Arthroscopic surgery compared with supervised exercises in patients with rotator cuff disease (stage II impingement syndrome)BMJ 1993; 307 doi: https://doi.org/10.1136/bmj.307.6909.899 (Published 09 October 1993) Cite this as: BMJ 1993;307:899
- J I Brox,
- P H Staff,
- A E Ljunggren,
- J I Brevik
OBJECTIVE--To compare the effectiveness of arthroscopic surgery, a supervised exercise regimen, and placebo soft laser treatment in patients with rotator cuff disease (stage II impingement syndrome). DESIGN--Randomised clinical trial. SETTING--Hospital departments of orthopaedics and of physical medicine and rehabilitation. PATIENTS--125 patients aged 18-66 who had had rotator cuff disease for at least three months and whose condition was resistant to treatment. INTERVENTIONS--Arthroscopic subacromial decompression performed by two experienced surgeons; exercise regimen over three to six months supervised by one experienced physiotherapist; or 12 sessions of detuned soft laser treatment over six weeks. MAIN OUTCOME MEASURES--Change in the overall Neer shoulder score (pain during previous week and blinded evaluation of function and range of movement by one clinician) after six months. RESULTS--No differences were found between the three groups in duration of sick leave and daily intake of analgesics.
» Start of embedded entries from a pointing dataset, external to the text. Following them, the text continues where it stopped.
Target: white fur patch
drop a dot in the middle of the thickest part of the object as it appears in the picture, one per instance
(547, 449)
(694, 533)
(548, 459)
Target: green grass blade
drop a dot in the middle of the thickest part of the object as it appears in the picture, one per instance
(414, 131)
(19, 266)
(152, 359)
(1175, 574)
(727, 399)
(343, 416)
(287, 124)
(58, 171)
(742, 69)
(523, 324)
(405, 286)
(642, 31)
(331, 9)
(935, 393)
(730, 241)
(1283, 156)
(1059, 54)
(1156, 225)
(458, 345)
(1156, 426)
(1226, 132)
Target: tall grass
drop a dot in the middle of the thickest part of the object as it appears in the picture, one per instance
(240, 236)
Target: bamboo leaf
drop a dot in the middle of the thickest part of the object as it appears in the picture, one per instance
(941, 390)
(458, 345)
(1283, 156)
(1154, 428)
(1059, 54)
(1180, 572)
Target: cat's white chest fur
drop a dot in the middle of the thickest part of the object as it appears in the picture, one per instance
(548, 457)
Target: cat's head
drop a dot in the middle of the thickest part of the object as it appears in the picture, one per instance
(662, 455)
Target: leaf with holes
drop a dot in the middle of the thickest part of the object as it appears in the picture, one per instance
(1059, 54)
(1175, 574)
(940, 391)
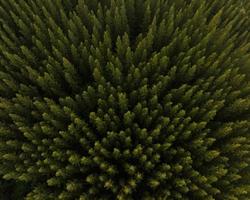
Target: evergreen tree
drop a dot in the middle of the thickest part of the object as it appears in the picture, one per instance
(125, 99)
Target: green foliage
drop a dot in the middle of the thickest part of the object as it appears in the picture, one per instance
(125, 99)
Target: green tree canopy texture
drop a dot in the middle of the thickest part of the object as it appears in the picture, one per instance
(125, 99)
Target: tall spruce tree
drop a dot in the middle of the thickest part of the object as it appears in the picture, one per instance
(126, 99)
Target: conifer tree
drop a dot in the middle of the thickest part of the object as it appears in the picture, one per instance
(125, 99)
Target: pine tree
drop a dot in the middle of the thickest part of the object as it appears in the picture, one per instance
(125, 99)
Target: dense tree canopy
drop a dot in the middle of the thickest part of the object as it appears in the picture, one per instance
(126, 99)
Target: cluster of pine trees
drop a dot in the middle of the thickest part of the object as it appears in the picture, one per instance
(125, 99)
After six months the difference in improvement in overall Neer score between surgery and supervised exercises was 4.0 (95% confidence interval -2 to 11) and 2.0 (-1.4 to 5.4) after adjustment for sex. The condition improved significantly compared with placebo in both groups given the active treatments. Treatment costs were higher for those given surgery (720 pounds v 390 pounds). CONCLUSIONS--Surgery or a supervised exercise regimen significantly, and equally, improved rotator cuff disease compared with placebo.